State Sen. Jeff Brandes (R-St. Petersburg) and Rep. Matt Caldwell (R-Ft. Myers) sponsored a bill that would allow partisan elections, and in some cases city and county commissions might become school boards. Seven of the current county districts have at least 100,000 students.
Florida has five of the country’s 12 largest school districts. But parents have been concerned that the broad divisions have allowed schools to fail or remain in a state of disrepair, or that some children are zoned to attend schools outside their home city.
Scott Travis of the Sun Sentinel quoted Jack Scott, an associate professor of education at Florida Atlantic University in Boca Raton:
“The size of our school districts is way larger than they need to be, and there’s a real heavy emphasis on bureaucracy. I think smaller school districts are often much more responsive to people in the area.”
He added that an area as large as Miami-Dade, the country’s fifth-largest district with 350,000 students, is often too large to be accountable to the parents, state, and students.

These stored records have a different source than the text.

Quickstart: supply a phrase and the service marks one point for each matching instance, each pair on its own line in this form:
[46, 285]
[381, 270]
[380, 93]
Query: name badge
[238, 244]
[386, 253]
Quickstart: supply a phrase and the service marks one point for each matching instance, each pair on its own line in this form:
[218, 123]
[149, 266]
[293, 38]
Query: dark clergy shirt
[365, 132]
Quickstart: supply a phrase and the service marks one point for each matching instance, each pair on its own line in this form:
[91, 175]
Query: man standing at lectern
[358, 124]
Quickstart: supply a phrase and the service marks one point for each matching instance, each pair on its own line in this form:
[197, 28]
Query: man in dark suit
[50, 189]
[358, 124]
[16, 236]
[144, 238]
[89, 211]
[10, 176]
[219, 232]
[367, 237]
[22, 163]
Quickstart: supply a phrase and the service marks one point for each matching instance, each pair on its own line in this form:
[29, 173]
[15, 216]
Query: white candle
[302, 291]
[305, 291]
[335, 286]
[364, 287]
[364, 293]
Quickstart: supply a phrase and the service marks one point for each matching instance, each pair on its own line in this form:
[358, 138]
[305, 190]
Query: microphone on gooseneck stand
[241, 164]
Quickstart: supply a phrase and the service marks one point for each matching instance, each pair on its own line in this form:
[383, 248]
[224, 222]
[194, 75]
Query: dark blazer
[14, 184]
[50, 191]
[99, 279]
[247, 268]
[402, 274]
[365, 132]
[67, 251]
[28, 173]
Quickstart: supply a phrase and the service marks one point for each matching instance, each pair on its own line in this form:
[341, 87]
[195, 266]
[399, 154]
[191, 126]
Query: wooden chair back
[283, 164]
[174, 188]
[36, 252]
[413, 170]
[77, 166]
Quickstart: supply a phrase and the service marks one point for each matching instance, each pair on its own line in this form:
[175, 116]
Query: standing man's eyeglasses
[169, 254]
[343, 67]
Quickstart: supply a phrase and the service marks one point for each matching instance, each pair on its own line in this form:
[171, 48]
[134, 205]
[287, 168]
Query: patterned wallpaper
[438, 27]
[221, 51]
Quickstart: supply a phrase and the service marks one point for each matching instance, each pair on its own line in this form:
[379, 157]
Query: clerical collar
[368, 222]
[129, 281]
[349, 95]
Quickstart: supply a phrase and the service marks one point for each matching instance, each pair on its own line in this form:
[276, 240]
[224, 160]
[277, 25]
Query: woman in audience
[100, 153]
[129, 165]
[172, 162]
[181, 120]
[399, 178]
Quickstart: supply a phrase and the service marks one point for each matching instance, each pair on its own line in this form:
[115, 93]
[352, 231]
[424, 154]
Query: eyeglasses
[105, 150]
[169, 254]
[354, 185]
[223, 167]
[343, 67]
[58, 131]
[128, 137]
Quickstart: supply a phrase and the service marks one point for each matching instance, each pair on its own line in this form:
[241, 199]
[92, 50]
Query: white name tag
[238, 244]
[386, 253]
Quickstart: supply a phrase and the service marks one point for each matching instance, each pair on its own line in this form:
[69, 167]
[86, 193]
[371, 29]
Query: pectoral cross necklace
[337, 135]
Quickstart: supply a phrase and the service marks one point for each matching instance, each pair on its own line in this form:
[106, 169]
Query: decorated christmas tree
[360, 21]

There could be problems with the smaller districts idea, including increased costs and more inequity between wealthy and low-income schools, reports Jeffrey S. Solochek for the Tampa Bay Times. In poor communities, residents do not have the ability to raise the same amount of taxes as more affluent areas, according to some education advocates. But Brandes told the Tampa Bay Times that the proposal allows for more local control and reduces the amount of bureaucracy.

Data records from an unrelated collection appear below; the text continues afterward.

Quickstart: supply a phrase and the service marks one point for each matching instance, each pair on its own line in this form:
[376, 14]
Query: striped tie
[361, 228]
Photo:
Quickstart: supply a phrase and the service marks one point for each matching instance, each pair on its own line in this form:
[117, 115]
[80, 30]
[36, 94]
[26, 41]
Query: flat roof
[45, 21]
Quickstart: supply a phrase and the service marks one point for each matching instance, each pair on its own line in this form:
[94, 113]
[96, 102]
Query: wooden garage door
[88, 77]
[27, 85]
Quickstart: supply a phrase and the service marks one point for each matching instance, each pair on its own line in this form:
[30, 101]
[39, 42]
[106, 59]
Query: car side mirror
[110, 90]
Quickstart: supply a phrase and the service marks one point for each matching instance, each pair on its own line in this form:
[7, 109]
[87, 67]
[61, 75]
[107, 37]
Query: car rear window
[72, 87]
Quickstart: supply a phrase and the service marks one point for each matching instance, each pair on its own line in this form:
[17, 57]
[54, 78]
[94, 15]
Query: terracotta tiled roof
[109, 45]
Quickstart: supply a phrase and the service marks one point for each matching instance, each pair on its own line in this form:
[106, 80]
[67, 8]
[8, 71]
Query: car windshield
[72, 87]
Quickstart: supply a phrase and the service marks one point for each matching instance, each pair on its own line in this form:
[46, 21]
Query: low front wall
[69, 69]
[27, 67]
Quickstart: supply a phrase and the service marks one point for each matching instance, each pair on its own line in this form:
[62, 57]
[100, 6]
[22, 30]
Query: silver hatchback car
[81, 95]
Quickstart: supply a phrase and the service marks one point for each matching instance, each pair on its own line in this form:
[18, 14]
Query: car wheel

In 1998, Ron Klein (D-Boca Raton) proposed the division of the state’s 13 largest districts, but the bill died because of concerns that it might harm inner-city schools. It was a hit with residents of Boca Raton, however, because they had long desired more autonomy in their schools. Mayor Susan Haynie said it would probably still have support in the city.
The proposal is not without its critics. The legislation is much like the school governance changes in Louisiana and Tennessee, according to the naysayers. Andrea Messina, executive director of the Florida School Boards Association, says the public may see the move as a continuing effort to undermine public education in her state.
Tracy Damron-Roelle, a Sarasota parent activist, said:
“The smallest, poorest districts are given the taxes generated in their districts while the more affluent districts keep their money. Equitable funding is necessary if the low-income areas are to attempt to succeed.”
John O’Connor reports for WLRN Public Radio Miami that some county districts might break into multiple school districts, or some school districts might include students from various counties. If the idea is approved, some cities could run a school district made up of charter schools.